Bejowe smuteczki
Gdzieś w rogu pożółkłej karteczki
utknęły bejowe smuteczki.
Ten pierwszy wynika niezbicie
z poglądów odmiennych na życie.
Drugi – to przesadne są złości
trzeci – to manko uczciwości.
I jeszcze, że dziewczyn w krąg tyle,
a każda uśmiecha się mile.
Że żona knowania przejrzała
i ruter w piwnicy schowała.
A ostatni smuteczek jest o to,
że w poezji wciąż jestem miernotą.
Lecz starczą pochwały dwie nowe
i giną smuteczki bejowe.
autor
Gminny Poeta
Dodano: 2021-09-10 08:52:27
Ten wiersz przeczytano 1937 razy
Oddanych głosów: 16
Aby zagłosować zaloguj się w serwisie
Komentarze (15)
Jakoś tak jest.
Smutniejemy. Bo pozornie wszystko nas zbliża- nas
ludzi dzisiaj.
Bo mamy internet, szybkie środki komunikacji, samoloty
też na koniec świata są.
Wystarczy kupić bilet.
Biegniemy gdzieś, ważne sprawy, praca.
Na nic nie mamy czasu.
Ludzi też mijamy, nie zauważamy.
Kiedyś nie było internetu, komórek, tabletu, tych
wszystkich gadżetów, i było weselej. Jakoś się żyło.

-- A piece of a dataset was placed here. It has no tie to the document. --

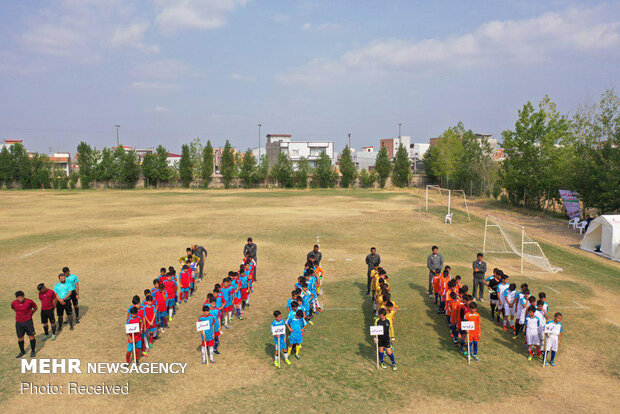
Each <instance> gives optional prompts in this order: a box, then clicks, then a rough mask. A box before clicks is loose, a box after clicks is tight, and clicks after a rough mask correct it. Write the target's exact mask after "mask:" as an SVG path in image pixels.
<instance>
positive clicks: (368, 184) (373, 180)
mask: <svg viewBox="0 0 620 414" xmlns="http://www.w3.org/2000/svg"><path fill="white" fill-rule="evenodd" d="M375 181H377V172H376V171H375V170H370V171H368V170H366V169H365V168H364V169H363V170H362V171H360V184H361V186H362V188H372V187H374V185H375Z"/></svg>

Pochwały dwie- te tylko tak na odczepnego, błahe, ot
tak- to chyba nie.
Myślę że tak nie chcesz( ale może się mylę).
Zamyśliłam się. Wiersz bardzo dobry.
Dzięki. I przepraszam za zbyt długi komentarz.

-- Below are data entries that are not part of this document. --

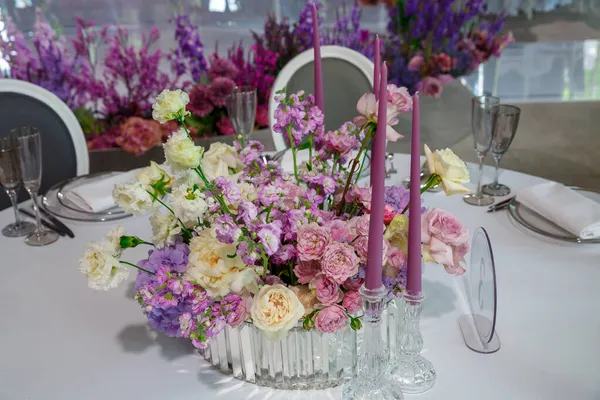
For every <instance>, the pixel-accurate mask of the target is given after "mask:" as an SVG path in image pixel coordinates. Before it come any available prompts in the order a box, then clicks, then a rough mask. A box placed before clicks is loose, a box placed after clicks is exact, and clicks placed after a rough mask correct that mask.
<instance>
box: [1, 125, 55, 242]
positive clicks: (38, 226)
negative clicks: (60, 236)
mask: <svg viewBox="0 0 600 400" xmlns="http://www.w3.org/2000/svg"><path fill="white" fill-rule="evenodd" d="M11 134H13V135H14V136H15V137H16V140H17V145H18V152H19V161H20V166H21V174H22V179H23V186H24V187H25V190H27V193H29V196H31V200H33V209H34V210H35V219H36V222H37V224H36V225H37V226H36V229H35V231H34V232H33V233H31V234H29V235H28V236H27V237H26V238H25V243H27V244H28V245H31V246H45V245H48V244H50V243H54V242H56V240H57V239H58V233H56V232H53V231H49V230H46V229H44V228H43V227H42V220H41V217H40V209H39V205H38V199H37V194H38V190H39V189H40V184H41V183H42V138H41V135H40V131H39V130H38V129H37V128H33V127H22V128H20V129H14V130H12V131H11Z"/></svg>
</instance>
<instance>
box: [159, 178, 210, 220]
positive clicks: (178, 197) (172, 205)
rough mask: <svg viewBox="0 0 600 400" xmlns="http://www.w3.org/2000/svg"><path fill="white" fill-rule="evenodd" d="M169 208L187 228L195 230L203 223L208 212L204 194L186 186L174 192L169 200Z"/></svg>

Fajny pastisz, pozdrawiam serdecznie.
Nie smutaj Sławku, nie smutaj
I ładne wiersze pisz tutaj
Żonka oddała już ruter
Wyrzuć więc z serca ten smutek :))
Pozdro! :))
Udany pastisz.
Żona też pewnie wiesza oko na młodszych :)

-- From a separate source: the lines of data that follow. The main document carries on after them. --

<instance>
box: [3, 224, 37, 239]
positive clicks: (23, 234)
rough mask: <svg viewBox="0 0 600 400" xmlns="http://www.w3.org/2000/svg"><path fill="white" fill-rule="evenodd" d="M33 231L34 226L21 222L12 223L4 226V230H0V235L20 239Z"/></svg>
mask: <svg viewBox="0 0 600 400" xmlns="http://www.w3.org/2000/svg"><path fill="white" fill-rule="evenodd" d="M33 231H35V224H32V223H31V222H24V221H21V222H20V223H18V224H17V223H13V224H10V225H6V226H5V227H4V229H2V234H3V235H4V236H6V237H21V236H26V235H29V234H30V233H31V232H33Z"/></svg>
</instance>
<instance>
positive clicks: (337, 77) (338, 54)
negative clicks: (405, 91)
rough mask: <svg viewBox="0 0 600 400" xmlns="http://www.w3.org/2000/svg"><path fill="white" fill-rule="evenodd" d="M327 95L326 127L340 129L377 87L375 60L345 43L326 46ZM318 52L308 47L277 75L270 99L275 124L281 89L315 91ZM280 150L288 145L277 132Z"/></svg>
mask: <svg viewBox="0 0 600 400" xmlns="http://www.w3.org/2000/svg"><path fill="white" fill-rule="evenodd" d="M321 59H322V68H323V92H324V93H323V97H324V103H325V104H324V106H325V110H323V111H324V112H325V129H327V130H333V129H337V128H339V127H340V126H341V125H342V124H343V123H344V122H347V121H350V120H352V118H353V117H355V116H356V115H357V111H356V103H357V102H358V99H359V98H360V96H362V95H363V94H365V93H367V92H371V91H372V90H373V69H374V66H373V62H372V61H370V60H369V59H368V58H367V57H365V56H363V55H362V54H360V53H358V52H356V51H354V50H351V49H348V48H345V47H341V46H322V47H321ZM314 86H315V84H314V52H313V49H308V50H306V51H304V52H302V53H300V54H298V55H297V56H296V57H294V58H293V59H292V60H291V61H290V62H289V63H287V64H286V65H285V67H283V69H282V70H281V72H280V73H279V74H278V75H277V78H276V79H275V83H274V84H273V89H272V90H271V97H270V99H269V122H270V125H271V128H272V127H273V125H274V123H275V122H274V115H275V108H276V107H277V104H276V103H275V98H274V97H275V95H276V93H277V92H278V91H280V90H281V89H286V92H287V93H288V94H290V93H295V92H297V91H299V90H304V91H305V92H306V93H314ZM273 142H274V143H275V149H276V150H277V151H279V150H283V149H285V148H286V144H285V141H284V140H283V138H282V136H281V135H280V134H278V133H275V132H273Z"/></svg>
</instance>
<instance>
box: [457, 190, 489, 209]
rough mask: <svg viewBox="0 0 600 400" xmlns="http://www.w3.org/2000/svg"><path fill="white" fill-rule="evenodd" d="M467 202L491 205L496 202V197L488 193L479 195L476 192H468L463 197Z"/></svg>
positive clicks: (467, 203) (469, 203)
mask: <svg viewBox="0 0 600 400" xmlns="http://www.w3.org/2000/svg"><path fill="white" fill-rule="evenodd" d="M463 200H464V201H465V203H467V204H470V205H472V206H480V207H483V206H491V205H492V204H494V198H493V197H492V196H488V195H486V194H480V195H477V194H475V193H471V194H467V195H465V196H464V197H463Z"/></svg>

Przyjemne wersiki. Pozdrawiam :)
Fajnie. Brzechwa jest bardzo przyjemny dla
parafrazujących. Zapraszam do siebie:
https://wiersze.kobieta.pl/wiersze/na-straganie-511317
zabawny wiersz, co do miernoty to nie zgadzam się z
Tobą,
pozdrawiam:)
Oj, miernotą w poezji to Ty nie jesteś! Świetny
wiersz.
Pozdrawiam serdecznie :)
Trzeba przyznać fajny wiersz , wesoły .
Pozdrawiam serdecznie.
Po co się smucić co rusz, przecież jest tyle pięknych
rzeczy i do zrobienia i do przekazania... choćby
pisanie wierszy... słowo wiele może,
Pozdrawiam serdecznie, Halina
:) pozdrawiam z uśmiechem :)
fajne
bardzo życiowe
Fajnie wyszło:). Pozdrawiam
też z uśmiechem czytam ten pastisz.
Z uśmiechem i podobaniem czytałam. Samych radosnych
chwil życzę:)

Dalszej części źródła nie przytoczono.